Through her extensive research, Makkai depicts how relationships, behaviors, and actions were affected by AIDS, and how it continues to resonate within our society over thirty years later.
“The Great Believers” explores the sober reality of people suffering from AIDS, as well as how it impacts the lives of those around them.
“Makkai’s great theme is about how art can help us hold each other, how literature can be a kind of saving grace,” Dr. Hall said. “Makkai’s writing takes emotional and structural risks, and she writes with empathy and intelligence — and a whole lot of research — about experiences she doesn’t necessarily have.”

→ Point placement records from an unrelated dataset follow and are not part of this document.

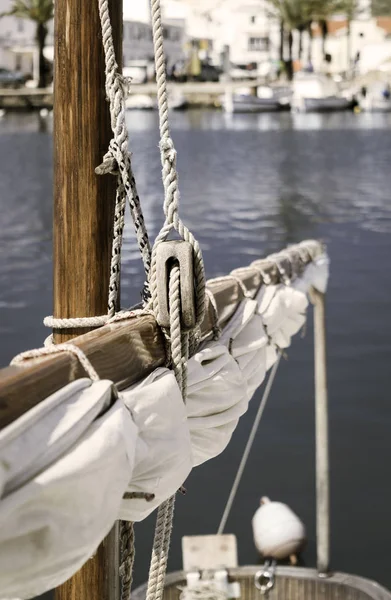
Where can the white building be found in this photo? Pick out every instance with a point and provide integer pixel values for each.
(138, 43)
(364, 48)
(18, 49)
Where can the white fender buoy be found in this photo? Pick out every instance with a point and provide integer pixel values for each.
(278, 531)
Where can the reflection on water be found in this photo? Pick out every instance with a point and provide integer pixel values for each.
(249, 185)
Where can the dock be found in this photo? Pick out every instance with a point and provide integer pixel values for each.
(198, 93)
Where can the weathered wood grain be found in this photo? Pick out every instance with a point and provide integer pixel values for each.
(83, 217)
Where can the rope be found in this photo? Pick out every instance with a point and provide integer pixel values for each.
(118, 160)
(179, 346)
(161, 545)
(248, 447)
(127, 558)
(179, 341)
(93, 321)
(170, 177)
(52, 349)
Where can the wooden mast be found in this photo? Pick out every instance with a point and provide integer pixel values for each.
(83, 211)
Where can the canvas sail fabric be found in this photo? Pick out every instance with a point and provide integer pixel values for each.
(66, 465)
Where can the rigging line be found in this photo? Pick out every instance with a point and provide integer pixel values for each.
(248, 447)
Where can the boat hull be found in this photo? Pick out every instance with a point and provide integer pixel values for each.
(252, 104)
(376, 105)
(331, 104)
(291, 583)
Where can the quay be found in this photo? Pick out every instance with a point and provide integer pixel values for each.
(198, 93)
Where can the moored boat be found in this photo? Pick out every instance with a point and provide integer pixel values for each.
(375, 98)
(317, 93)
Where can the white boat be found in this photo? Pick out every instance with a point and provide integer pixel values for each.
(244, 102)
(376, 99)
(317, 93)
(178, 101)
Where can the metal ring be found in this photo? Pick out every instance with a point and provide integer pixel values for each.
(264, 581)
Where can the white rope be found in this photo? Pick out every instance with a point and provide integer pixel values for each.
(170, 176)
(58, 349)
(179, 341)
(235, 278)
(248, 447)
(93, 321)
(118, 155)
(179, 347)
(117, 161)
(161, 545)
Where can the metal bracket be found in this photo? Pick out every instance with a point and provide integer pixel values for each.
(167, 254)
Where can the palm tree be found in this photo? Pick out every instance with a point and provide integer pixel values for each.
(293, 15)
(41, 12)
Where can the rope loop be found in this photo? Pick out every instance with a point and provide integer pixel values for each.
(168, 150)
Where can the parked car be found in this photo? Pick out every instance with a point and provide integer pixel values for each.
(243, 72)
(139, 71)
(209, 72)
(12, 79)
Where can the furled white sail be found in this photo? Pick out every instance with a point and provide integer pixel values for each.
(71, 466)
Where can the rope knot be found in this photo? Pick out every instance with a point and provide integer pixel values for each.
(112, 159)
(124, 83)
(168, 148)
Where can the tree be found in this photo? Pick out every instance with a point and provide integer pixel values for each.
(41, 12)
(292, 15)
(381, 8)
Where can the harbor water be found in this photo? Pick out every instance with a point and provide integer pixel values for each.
(250, 185)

Upon its initial release, “The Great Believers” received high praise from critics for its honest, realistic depiction of the AIDS epidemic, extending its timeline into the present day, where the aftermath continues to sound and spark emotion within its readers.
According to The Book Review, “Her intimately portrayed characters wrestle with painful pasts and fight to love one another and find joy in the present in spite of what is to come —Makkai carefully reconstructs 1980s Chicago, WWI-era and present-day Paris, and scenes of the early days of the AIDS epidemic — a tribute to the enduring forces of love and art, over everything.”
Among other achievements, Makkai’s novel was a finalist for The National Book Award, picked for the New York Public Library’s Best Books of 2018, and was selected on the list of Best Books of the Year by The New York Times.
With this reading, Makkai provided an experience that brings readers together as a united front in learning about the events that have shaped us into the world — and people — we are today.
“The reading showed us that literature has power to create social change in its hearers,” Dr. Hall said. “I think students found it inspiring to think about how they can situate their own imagined stories in the sweep of history.”